Tim_Rocks 04-24-2013 10:42 PM

Quote:

Originally Posted by Fidel Castro (Post 1716399)
Slow down guys I'm still trying to learn Gs1 :(

Life is hard.

bloodpet 04-27-2013 10:06 AM

Quote:

Originally Posted by Matt (Post 1716842)
I'm in the same boat >_<

would be pointless now to learn gs1.. just go straight to gs2 theres plenty of tutorials... a majority of scripting is just functions, syntax and some math.. xD i dont even have to memorize much if you use the forums and have somewhat of an idea what your trying to search :)

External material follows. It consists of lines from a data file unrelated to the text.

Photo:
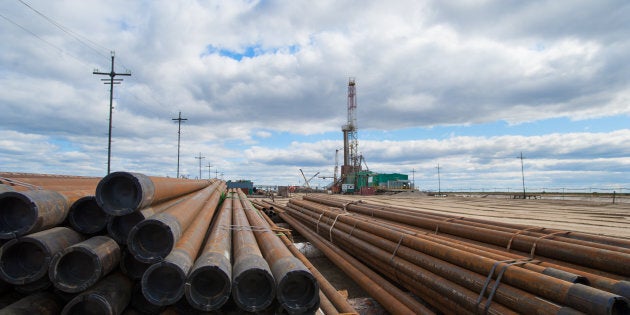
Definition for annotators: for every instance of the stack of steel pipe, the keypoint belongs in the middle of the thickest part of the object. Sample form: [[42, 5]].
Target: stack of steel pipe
[[55, 249], [138, 244], [465, 265]]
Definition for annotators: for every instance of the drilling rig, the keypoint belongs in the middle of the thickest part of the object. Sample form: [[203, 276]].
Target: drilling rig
[[351, 161]]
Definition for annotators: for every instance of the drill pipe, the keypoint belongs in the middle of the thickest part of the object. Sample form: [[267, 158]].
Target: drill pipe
[[119, 227], [85, 216], [296, 288], [130, 266], [577, 296], [153, 239], [26, 259], [329, 291], [163, 283], [109, 296], [32, 211], [253, 287], [209, 283], [601, 239], [42, 303], [559, 235], [81, 265], [607, 260], [389, 296], [451, 280], [121, 193], [620, 287]]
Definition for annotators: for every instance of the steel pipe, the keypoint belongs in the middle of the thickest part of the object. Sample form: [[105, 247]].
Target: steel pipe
[[121, 193], [607, 260], [154, 238], [389, 296], [26, 259], [296, 288], [209, 283], [32, 211], [450, 280], [575, 295], [42, 303], [85, 216], [253, 285], [110, 296], [81, 265], [340, 302], [163, 283], [118, 227]]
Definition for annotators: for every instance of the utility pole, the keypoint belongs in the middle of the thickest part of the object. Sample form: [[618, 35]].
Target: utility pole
[[413, 178], [522, 174], [111, 81], [179, 130], [439, 182], [200, 158]]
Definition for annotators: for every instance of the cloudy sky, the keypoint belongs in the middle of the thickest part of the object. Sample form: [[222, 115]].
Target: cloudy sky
[[468, 85]]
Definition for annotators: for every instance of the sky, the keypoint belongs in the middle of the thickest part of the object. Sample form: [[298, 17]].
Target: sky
[[464, 85]]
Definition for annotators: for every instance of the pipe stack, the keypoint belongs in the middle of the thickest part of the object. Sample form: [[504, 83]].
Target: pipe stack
[[138, 242], [471, 266]]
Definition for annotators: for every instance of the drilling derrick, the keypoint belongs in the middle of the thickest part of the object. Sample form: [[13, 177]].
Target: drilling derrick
[[350, 139]]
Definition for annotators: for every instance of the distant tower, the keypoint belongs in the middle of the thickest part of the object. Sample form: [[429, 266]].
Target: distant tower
[[350, 138]]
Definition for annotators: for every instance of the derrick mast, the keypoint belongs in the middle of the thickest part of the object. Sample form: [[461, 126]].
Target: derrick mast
[[350, 139]]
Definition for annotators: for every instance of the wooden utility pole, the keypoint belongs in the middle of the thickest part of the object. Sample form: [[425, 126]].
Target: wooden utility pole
[[179, 129], [111, 81]]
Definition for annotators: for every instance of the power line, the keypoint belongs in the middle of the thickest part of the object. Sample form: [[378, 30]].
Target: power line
[[179, 129], [111, 81], [81, 39], [61, 50]]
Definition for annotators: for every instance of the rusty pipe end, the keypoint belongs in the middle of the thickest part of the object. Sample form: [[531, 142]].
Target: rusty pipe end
[[24, 261], [152, 239], [75, 269], [163, 283], [30, 211], [566, 276], [121, 193], [208, 286], [622, 288], [253, 286], [298, 290], [85, 216], [133, 268], [119, 227], [88, 304], [591, 300]]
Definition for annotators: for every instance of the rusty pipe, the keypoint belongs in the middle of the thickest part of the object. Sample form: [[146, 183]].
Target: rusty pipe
[[329, 291], [533, 231], [389, 296], [606, 260], [163, 283], [41, 303], [79, 266], [85, 216], [209, 283], [32, 211], [109, 296], [460, 284], [121, 193], [574, 295], [253, 285], [296, 288], [26, 259], [153, 239], [118, 227]]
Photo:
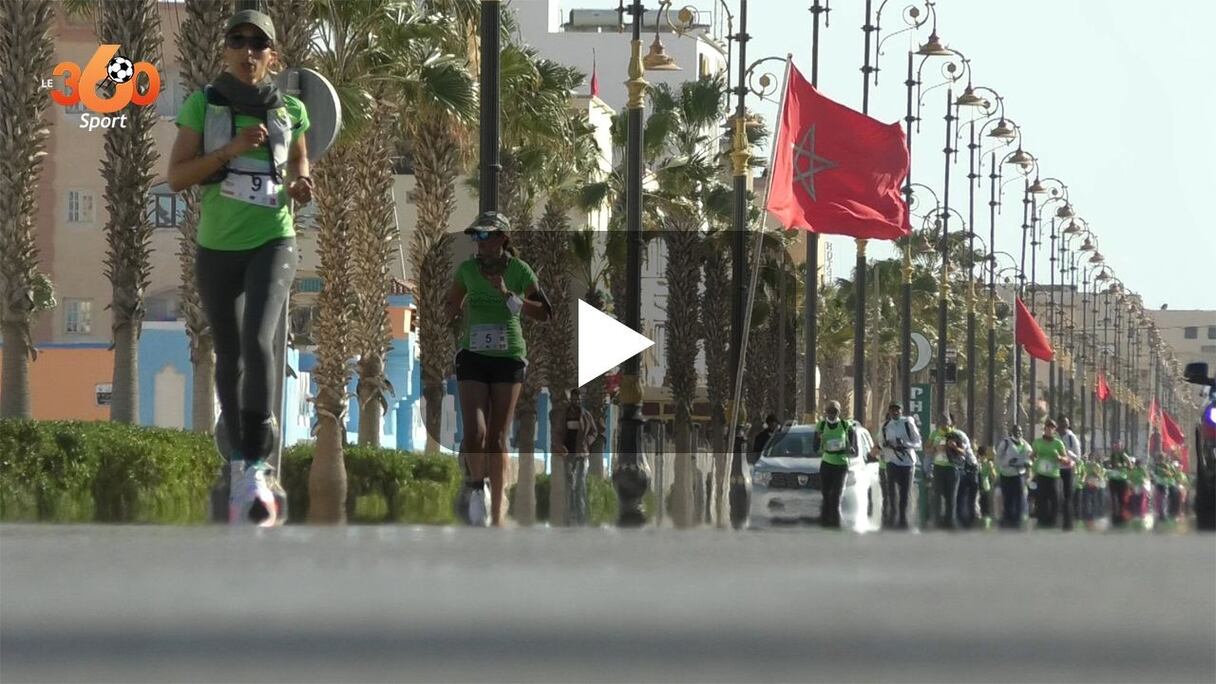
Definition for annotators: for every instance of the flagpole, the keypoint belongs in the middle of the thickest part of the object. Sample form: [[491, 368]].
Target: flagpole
[[744, 313], [811, 304], [859, 282], [739, 157]]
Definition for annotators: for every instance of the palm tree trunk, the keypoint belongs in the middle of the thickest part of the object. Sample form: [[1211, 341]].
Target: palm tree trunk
[[128, 169], [372, 248], [437, 164], [556, 338], [201, 61], [27, 48], [716, 332], [684, 335], [327, 476]]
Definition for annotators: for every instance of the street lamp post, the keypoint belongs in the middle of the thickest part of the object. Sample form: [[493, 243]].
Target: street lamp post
[[630, 475], [994, 108], [933, 48], [490, 105]]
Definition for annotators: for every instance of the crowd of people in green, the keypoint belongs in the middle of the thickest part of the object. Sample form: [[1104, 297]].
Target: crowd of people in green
[[1050, 480]]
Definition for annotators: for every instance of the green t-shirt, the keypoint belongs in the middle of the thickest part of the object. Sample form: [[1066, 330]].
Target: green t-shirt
[[497, 330], [1138, 476], [988, 475], [834, 442], [939, 447], [229, 224], [1095, 475], [1047, 457]]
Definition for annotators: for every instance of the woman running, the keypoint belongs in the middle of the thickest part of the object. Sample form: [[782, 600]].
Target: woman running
[[493, 289], [243, 143]]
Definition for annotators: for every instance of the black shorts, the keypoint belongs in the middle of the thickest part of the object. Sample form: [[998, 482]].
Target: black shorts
[[489, 370]]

maximus_asinus 04-27-2013 07:26 PM

Gs2 is pointless, goku didn't even use it

Twinny 05-08-2013 12:20 PM

I'm massively in favour of strict typing but I agree with the notion that the current declarations look messy. Would prefer the much more standardised,
PHP Code:

float pi 3.14;
baddy sterrence = new Baddy(); 

Anything new and exciting happening on the backend? Considering you're making these changes for the data types, perhaps also add the ability to use protected vars? Any form of language security would be great considering the currently open and abusable state it is in now.

Not related to language syntax but wouldn't it be amazing if you could start adding the ability to run a function on a new thread (intensive long-distance pathfinding anyone)? I hate the fact that a single intensive function (or badly written script) can bring the entire server to a halt..

PHP Code:

function pathfind(x,y,dx,dy) {};
thread pathfind = new thread(pathfind(1,1,64,64));
pathfind.setPriority(1);
pathfind.Start();

while (
pathfind.isActive) {
  
npc.lookVacant();
}
npc.followPath(pathfind.return); 

Ideally, you could have an event called from within the thread to let you know it's finished rather than using a loop to check but yeah!

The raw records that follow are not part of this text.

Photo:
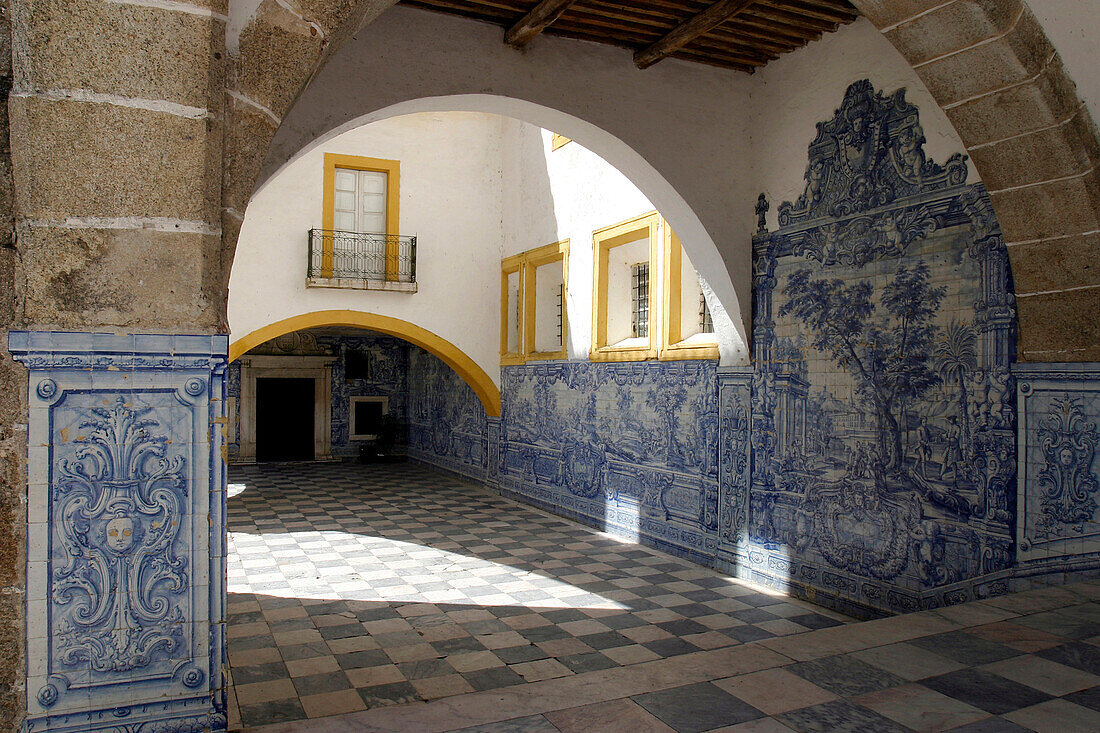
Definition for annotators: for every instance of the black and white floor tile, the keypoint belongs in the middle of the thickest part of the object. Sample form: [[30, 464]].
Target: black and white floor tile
[[352, 587]]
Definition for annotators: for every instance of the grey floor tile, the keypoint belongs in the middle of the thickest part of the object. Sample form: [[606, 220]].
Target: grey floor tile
[[696, 708], [839, 717], [278, 711], [965, 647], [845, 676], [529, 724], [1075, 654], [986, 690]]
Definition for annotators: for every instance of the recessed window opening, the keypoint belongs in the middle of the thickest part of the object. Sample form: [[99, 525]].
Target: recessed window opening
[[360, 201], [639, 299], [549, 281], [366, 417]]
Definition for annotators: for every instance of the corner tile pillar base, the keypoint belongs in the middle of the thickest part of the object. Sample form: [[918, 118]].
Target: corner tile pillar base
[[1058, 461], [125, 532]]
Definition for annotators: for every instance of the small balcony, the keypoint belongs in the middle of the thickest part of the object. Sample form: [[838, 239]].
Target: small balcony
[[361, 261]]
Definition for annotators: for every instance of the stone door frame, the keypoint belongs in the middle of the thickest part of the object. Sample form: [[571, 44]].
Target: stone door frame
[[318, 369]]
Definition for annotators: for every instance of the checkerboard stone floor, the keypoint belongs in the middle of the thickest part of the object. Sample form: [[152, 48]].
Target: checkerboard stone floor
[[1025, 662], [353, 587]]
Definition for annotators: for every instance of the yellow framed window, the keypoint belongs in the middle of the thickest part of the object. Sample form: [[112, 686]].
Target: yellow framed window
[[512, 310], [546, 283], [688, 329], [362, 196], [626, 259]]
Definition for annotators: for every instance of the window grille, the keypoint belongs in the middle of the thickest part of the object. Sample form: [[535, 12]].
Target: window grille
[[561, 309], [639, 299], [705, 324]]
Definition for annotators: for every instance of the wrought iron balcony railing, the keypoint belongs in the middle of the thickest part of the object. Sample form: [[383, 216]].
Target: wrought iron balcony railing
[[356, 255]]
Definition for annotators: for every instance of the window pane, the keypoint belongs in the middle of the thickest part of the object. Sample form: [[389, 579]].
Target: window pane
[[344, 221], [345, 200], [373, 182], [345, 179], [639, 299]]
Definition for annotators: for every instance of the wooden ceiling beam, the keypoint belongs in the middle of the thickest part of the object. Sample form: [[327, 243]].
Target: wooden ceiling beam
[[835, 13], [536, 21], [691, 29], [798, 20]]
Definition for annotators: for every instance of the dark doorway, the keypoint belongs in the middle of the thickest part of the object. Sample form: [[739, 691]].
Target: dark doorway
[[284, 419]]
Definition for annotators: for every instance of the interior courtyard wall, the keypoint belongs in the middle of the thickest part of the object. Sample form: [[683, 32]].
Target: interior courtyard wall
[[450, 200], [387, 376], [447, 423], [1048, 218], [586, 91], [1071, 28]]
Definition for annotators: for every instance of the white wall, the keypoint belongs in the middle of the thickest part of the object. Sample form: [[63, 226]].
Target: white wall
[[800, 89], [563, 194], [1074, 29], [677, 130], [474, 187], [450, 198]]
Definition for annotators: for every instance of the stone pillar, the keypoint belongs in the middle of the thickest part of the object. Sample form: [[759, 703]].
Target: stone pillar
[[125, 539]]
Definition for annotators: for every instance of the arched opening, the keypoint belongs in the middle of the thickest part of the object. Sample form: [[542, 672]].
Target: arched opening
[[119, 245], [463, 365]]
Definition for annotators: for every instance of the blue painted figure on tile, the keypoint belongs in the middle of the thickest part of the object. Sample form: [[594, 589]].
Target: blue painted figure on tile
[[118, 580], [882, 430]]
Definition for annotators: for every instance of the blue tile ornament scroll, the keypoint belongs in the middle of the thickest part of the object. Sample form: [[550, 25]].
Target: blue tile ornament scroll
[[883, 424]]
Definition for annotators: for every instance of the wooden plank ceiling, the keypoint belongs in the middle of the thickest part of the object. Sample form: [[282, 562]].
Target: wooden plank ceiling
[[738, 34]]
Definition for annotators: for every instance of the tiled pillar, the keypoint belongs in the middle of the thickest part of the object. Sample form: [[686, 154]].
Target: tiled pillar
[[1058, 462], [493, 452], [735, 462], [125, 532]]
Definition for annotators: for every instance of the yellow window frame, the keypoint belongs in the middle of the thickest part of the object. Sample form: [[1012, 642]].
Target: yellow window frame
[[508, 266], [393, 171], [604, 240], [673, 346], [534, 260]]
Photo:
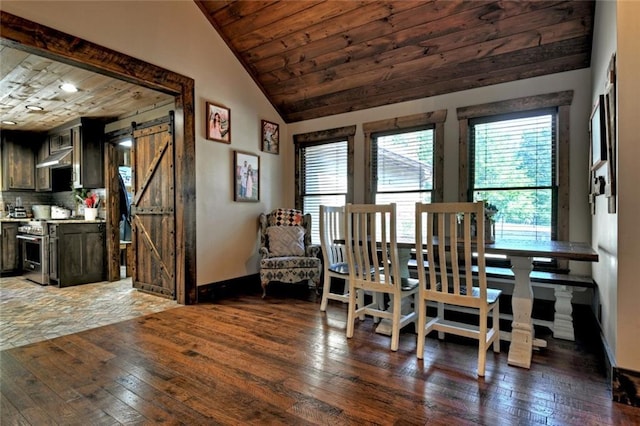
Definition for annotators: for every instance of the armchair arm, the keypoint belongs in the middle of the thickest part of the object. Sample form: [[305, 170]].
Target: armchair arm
[[264, 252], [313, 250]]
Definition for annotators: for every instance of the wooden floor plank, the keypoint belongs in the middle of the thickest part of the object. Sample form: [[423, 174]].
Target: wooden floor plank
[[247, 360]]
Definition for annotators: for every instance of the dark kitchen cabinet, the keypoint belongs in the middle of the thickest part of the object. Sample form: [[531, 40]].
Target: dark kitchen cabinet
[[43, 174], [86, 136], [76, 253], [59, 139], [88, 154], [18, 161], [10, 254]]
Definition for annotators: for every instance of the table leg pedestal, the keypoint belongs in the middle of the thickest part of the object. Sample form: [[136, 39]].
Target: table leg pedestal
[[522, 332], [563, 320]]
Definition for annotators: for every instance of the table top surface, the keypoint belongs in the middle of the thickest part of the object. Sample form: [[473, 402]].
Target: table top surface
[[558, 249], [569, 250]]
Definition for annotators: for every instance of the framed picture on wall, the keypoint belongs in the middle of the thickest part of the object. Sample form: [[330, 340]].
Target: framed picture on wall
[[598, 133], [218, 123], [246, 176], [270, 137]]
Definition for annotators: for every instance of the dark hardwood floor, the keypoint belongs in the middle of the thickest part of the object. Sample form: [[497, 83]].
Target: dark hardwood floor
[[244, 360]]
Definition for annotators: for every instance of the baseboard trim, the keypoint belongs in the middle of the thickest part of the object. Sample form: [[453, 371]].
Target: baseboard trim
[[626, 386], [213, 291]]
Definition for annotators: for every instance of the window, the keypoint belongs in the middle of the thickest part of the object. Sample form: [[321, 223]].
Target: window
[[515, 154], [402, 170], [513, 160], [323, 165], [405, 156]]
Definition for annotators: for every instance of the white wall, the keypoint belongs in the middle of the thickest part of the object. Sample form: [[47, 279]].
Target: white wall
[[628, 318], [176, 35], [605, 225], [578, 81], [617, 236]]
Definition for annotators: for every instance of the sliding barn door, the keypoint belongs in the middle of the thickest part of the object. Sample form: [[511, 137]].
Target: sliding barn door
[[153, 210]]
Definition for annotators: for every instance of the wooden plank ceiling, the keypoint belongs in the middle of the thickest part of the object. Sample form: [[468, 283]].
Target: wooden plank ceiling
[[30, 80], [318, 58]]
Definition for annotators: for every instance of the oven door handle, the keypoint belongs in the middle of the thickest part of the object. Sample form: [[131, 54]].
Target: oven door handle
[[28, 238]]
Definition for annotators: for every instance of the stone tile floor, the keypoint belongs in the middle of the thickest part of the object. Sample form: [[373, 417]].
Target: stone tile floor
[[31, 313]]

The other added advantage would be putting core running systems on a separate, higher-priority thread so it doesn't get as interrupted during high loads.

Loriel 05-08-2013 11:11 PM

Hi I haven't logged into the game for years but I disagree with your entire post.

Quote:

Originally Posted by Twinny (Post 1717683)
but I agree with the notion that the current declarations look messy. Would prefer the much more standardised,
PHP Code:

float pi 3.14;
baddy sterrence = new Baddy(); 


I'm a fan of explicit syntax for variable declarations (like `var`) and type annotation. Just putting a few words next to each other and hoping for the best leads to a C++-style "long typedef int const unsigned volatile x;" mess, even before you get into pointers and function pointers and arrays and generics and whatever else gs3 might not get the same syntax freeform for. I mean I guess I'm not 100% married to postfix type annotations but it seems to get messy otherwise (`var(float) x`?) and there's piles of precedent for the `var:type` thing.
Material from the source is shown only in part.